- Nationality: British
- Born: 22 February 1968 (age 58)

BTCC record
- Teams: BTC Racing
- Drivers' championships: 0
- Wins: 0
- Podium finishes: 0
- Poles: 0
- First win: -
- Best championship position: 27th (2006)
- Final season (2006) position: 27th (0 points)

= Darren Dowling =

British racing driver (born 1968)

Darren Dowling (born 22 February 1968 in Watford) is a British racing driver.

==Career==

===British Touring Car Championship===

Dowling drove the final six rounds of the British Touring Car Championship in 2006. He raced in a Lexus IS200 for the newly formed BTC Racing team alongside team-mate Chris Stockton. His best ever finish was a fourteenth position at Silverstone, ending the season with no points. The team continued in 2007, but he was replaced by Nick Leason.

==Racing record==

===Complete British Touring Car Championship results===
(key) (Races in bold indicate pole position - 1 point awarded in first race) (Races in italics indicate fastest lap - 1 point awarded all races) (* signifies that driver lead race for at least one lap - 1 point awarded all races)
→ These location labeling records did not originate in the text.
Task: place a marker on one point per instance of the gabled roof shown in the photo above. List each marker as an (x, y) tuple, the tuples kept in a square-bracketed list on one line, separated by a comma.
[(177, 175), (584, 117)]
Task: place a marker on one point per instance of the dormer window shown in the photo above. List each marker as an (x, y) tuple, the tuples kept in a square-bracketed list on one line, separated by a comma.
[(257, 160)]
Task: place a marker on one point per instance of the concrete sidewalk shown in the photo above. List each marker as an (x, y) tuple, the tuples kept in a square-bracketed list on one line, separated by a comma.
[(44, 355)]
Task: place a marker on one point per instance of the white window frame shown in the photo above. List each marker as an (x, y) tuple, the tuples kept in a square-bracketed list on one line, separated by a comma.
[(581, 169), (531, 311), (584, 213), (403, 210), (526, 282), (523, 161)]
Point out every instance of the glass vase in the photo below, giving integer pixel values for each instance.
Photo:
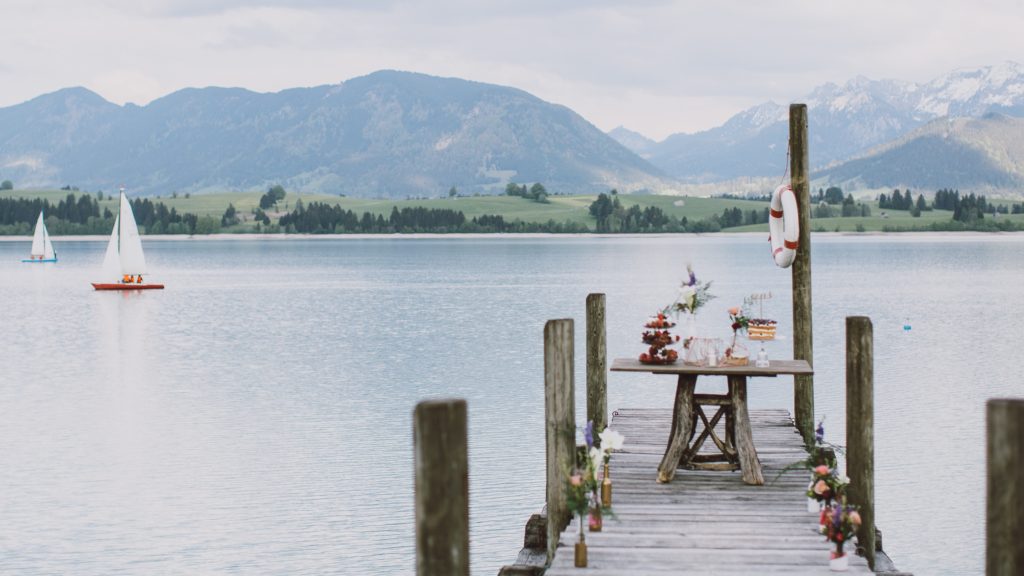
(596, 522)
(581, 548)
(839, 562)
(606, 488)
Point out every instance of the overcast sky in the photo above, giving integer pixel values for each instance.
(654, 67)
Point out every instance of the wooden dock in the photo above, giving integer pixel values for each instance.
(709, 523)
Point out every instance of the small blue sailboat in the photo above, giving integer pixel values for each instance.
(42, 248)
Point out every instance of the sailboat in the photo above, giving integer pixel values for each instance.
(124, 262)
(42, 248)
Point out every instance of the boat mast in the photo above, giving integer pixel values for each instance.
(121, 200)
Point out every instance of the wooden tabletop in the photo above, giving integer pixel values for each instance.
(775, 367)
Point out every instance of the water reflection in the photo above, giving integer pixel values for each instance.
(255, 416)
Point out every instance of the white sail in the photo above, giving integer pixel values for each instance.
(112, 260)
(39, 240)
(130, 245)
(48, 252)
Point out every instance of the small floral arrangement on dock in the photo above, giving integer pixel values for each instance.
(736, 354)
(839, 524)
(657, 346)
(692, 294)
(826, 485)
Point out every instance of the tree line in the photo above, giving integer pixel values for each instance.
(321, 217)
(77, 215)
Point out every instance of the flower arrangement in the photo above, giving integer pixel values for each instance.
(582, 488)
(736, 354)
(826, 485)
(840, 524)
(692, 294)
(657, 346)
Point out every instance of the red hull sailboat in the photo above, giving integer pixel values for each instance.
(124, 256)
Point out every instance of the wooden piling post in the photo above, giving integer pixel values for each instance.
(802, 335)
(1005, 492)
(441, 488)
(559, 417)
(860, 426)
(597, 363)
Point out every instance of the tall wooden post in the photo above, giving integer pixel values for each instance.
(1005, 492)
(803, 398)
(597, 363)
(559, 418)
(860, 426)
(441, 488)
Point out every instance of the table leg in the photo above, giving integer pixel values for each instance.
(682, 426)
(749, 462)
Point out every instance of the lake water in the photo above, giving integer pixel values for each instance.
(255, 417)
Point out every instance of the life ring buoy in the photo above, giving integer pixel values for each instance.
(783, 225)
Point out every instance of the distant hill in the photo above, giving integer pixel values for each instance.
(385, 134)
(967, 154)
(845, 122)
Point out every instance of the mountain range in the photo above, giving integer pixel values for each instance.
(406, 134)
(386, 134)
(866, 131)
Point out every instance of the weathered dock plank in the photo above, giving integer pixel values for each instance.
(708, 523)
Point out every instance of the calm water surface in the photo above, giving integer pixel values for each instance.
(256, 416)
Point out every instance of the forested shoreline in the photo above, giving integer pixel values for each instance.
(84, 214)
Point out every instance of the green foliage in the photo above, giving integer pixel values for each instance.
(273, 195)
(230, 216)
(207, 224)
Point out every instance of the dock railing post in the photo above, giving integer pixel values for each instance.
(597, 363)
(1005, 487)
(860, 426)
(803, 399)
(441, 488)
(559, 418)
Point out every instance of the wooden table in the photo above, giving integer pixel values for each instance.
(737, 446)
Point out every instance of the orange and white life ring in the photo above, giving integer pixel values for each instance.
(783, 225)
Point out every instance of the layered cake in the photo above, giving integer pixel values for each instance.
(761, 329)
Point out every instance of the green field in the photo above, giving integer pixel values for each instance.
(560, 208)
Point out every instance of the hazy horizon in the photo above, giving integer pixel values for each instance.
(655, 67)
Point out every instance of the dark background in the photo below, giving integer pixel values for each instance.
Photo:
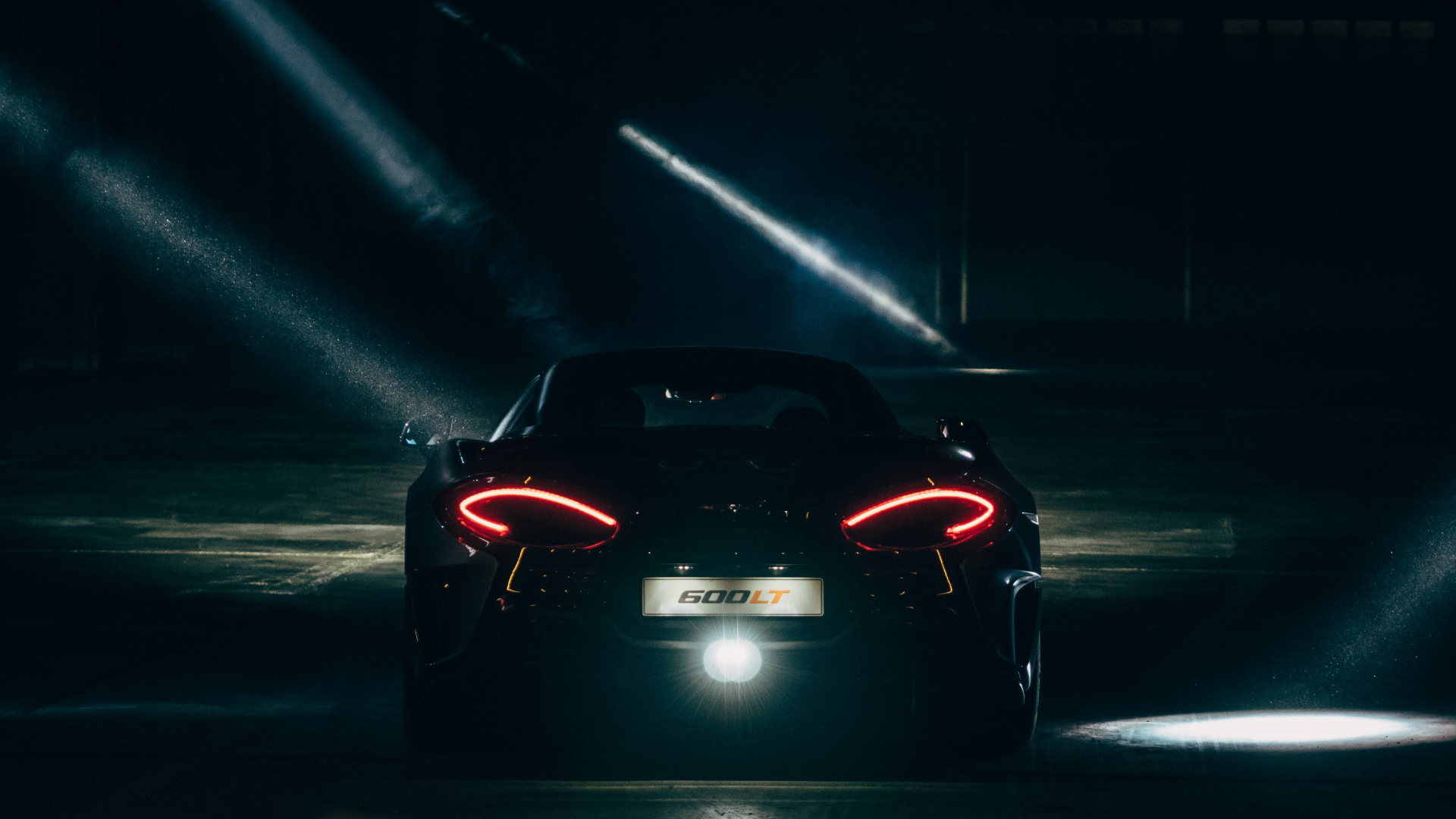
(1078, 161)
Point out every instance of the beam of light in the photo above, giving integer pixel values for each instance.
(485, 37)
(28, 127)
(367, 124)
(221, 271)
(411, 169)
(178, 238)
(733, 661)
(1274, 730)
(799, 246)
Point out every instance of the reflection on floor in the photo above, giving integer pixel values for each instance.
(200, 620)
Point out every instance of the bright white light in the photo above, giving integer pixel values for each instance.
(799, 246)
(1277, 730)
(733, 661)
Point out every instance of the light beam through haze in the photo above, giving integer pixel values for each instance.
(794, 243)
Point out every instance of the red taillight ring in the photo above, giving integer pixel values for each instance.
(930, 494)
(523, 491)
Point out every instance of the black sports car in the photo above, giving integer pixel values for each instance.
(718, 528)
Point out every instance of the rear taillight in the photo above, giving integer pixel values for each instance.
(532, 518)
(924, 521)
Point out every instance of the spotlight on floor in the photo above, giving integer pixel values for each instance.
(804, 249)
(1274, 730)
(733, 661)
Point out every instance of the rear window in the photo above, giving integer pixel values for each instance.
(699, 387)
(762, 406)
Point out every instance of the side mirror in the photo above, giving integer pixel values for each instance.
(960, 430)
(421, 431)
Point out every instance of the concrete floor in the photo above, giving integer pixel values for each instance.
(200, 598)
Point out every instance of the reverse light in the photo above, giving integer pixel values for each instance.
(733, 661)
(925, 519)
(533, 518)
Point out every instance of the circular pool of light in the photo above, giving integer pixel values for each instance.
(1274, 730)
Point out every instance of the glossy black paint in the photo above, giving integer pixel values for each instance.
(726, 503)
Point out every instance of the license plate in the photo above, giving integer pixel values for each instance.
(733, 596)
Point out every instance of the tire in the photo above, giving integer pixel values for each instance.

Year: Team; Car; 1; 2; 3; 4; 5; 6; 7; 8; 9; 10; 11; 12; 13; 14; 15; 16; 17; 18; 19; 20; 21; 22; 23; 24; 25; 26; 27; 28; 29; 30; DC; Pts
2006: BTC Racing; Lexus IS200; BRH 1; BRH 2; BRH 3; MON 1; MON 2; MON 3; OUL 1; OUL 2; OUL 3; THR 1; THR 2; THR 3; CRO 1; CRO 2; CRO 3; DON 1; DON 2; DON 3; SNE 1; SNE 2; SNE 3; KNO 1; KNO 2; KNO 3; BRH 1 16; BRH 2 Ret; BRH 3 15; SIL 1 20; SIL 2 14; SIL 3 Ret; 27th; 0

===24 Hours of Silverstone results===

| Year | Team | Co-Drivers | Car | Car No. | Class | Laps | Pos. | Class Pos. |
|---|---|---|---|---|---|---|---|---|
| 2010 | GBR GTF-MCC | GBR Fred Tonge GBR Sam Head GBR Tim Hood GBR Steve Glynn | TVR Sagaris | 7 | 1 | 369 | 49th | 5th |
| 2011 | GBR GTF Racing | GBR Fred Tonge GBR Steve Glynn GBR David Mason GBR Paul Smith | TVR Sagaris | 28 | 2 | 71 | DNF | DNF |

===Post-BTCC===
Recently, Dowling has driven in the BRSCC Sports and Saloon Car Trophy in a TVR Sagaris.